Ambos permanecen detenidos desde el sábado en el Centro de Detención Metropolitano de Brooklyn, una cárcel federal de máxima seguridad donde se alojan acusados por delitos de extrema gravedad. La comparecencia representa un punto de inflexión en una causa que la Justicia estadounidense mantiene abierta desde hace años contra el liderazgo chavista.
La audiencia tendrá carácter preliminar. De acuerdo con fuentes judiciales, el tribunal avanzará con la lectura formal de las acusaciones, la verificación de identidad de los imputados y la definición de las primeras medidas procesales, entre ellas la continuidad de la detención. Medios estadounidenses anticiparon que es altamente probable que Maduro y Flores sigan presos sin derecho a fianza mientras avance la investigación.
La presentación ante la Justicia se produce tras el anuncio oficial del Gobierno de Estados Unidos sobre la captura de Maduro en Caracas, en el marco de una operación que incluyó acciones militares contra objetivos estratégicos en Venezuela. Desde Washington señalaron que el operativo fue el resultado de meses de planificación y coordinación entre distintas agencias federales.

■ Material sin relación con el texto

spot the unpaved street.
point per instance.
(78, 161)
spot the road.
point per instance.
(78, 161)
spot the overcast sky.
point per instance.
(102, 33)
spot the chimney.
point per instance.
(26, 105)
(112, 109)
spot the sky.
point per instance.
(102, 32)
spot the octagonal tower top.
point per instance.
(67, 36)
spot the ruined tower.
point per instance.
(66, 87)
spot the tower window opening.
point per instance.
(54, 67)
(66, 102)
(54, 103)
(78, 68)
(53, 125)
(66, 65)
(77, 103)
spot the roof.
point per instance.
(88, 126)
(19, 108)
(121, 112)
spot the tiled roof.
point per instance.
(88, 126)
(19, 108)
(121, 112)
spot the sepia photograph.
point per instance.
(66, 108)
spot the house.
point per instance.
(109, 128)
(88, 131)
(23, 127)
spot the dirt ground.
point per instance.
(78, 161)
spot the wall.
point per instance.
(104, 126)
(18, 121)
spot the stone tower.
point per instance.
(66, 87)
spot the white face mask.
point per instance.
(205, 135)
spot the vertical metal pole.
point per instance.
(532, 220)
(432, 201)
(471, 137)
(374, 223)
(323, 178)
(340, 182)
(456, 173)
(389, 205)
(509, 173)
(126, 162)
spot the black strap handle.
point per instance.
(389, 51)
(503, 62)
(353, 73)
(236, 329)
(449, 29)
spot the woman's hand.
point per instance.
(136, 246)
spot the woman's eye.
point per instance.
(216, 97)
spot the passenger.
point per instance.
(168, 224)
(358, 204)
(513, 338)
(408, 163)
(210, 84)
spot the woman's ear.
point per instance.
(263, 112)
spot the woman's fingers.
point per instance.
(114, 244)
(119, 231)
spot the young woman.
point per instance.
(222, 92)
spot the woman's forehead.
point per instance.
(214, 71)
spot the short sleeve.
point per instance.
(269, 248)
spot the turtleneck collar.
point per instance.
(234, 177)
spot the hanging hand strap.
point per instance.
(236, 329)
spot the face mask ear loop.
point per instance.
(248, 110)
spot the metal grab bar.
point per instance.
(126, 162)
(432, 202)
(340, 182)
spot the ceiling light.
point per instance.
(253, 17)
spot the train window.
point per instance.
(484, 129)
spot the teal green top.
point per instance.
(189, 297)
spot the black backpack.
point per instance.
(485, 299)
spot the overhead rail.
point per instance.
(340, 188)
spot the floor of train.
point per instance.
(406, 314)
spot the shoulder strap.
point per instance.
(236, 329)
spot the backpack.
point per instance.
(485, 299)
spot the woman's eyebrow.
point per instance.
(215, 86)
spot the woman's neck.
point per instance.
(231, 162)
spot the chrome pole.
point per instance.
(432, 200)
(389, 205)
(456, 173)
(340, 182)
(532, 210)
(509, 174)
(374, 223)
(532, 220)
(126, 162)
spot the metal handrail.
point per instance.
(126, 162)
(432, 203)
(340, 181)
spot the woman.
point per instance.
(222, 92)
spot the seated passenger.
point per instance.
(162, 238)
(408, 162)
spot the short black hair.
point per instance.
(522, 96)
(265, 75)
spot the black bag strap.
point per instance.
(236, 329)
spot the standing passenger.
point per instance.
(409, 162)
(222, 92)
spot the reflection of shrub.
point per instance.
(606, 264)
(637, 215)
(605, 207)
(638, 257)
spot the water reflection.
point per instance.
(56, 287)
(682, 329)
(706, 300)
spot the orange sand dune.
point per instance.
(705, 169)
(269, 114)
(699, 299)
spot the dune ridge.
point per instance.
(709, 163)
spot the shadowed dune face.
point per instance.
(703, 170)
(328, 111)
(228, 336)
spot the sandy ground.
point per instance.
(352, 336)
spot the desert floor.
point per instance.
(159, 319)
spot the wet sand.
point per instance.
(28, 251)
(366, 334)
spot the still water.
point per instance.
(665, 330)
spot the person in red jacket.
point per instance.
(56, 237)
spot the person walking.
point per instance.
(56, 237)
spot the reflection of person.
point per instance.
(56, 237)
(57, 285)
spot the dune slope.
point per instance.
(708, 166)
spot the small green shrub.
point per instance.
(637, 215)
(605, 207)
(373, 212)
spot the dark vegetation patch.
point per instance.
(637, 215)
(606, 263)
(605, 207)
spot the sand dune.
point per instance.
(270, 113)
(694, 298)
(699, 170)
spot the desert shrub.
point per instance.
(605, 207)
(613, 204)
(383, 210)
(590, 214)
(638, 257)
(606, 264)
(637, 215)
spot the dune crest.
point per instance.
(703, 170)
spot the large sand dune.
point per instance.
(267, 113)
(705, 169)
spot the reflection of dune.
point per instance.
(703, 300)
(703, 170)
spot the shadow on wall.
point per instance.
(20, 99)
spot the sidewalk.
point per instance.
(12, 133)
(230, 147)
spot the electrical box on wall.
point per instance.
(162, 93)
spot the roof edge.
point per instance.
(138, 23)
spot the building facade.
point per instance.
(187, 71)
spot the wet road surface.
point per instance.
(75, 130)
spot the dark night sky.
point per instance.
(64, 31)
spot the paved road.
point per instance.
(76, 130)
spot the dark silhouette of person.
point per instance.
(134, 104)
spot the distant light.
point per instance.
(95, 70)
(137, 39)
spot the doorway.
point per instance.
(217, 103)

Maduro enfrenta cargos federales formulados en 2020, que lo señalan como presunto líder de una organización criminal dedicada al narcotráfico internacional. Según la acusación, habría utilizado estructuras del Estado venezolano para facilitar el envío de grandes cargamentos de cocaína hacia Estados Unidos, en articulación con grupos armados considerados terroristas por ese país.
Cilia Flores, en tanto, es investigada por su supuesto rol en el apoyo logístico y financiero de la misma red criminal. Para la fiscalía, su participación habría sido clave para garantizar el funcionamiento y la protección de la estructura, aprovechando su cercanía con el poder político y judicial en Venezuela.
La fiscal general estadounidense, Pamela Bondi, afirmó que la operación se desarrolló conforme a la legislación vigente y dentro de una investigación criminal en curso por narcotráfico y delitos conexos. Además, subrayó que se trata de uno de los procesos judiciales más relevantes impulsados por Estados Unidos contra un exjefe de Estado extranjero.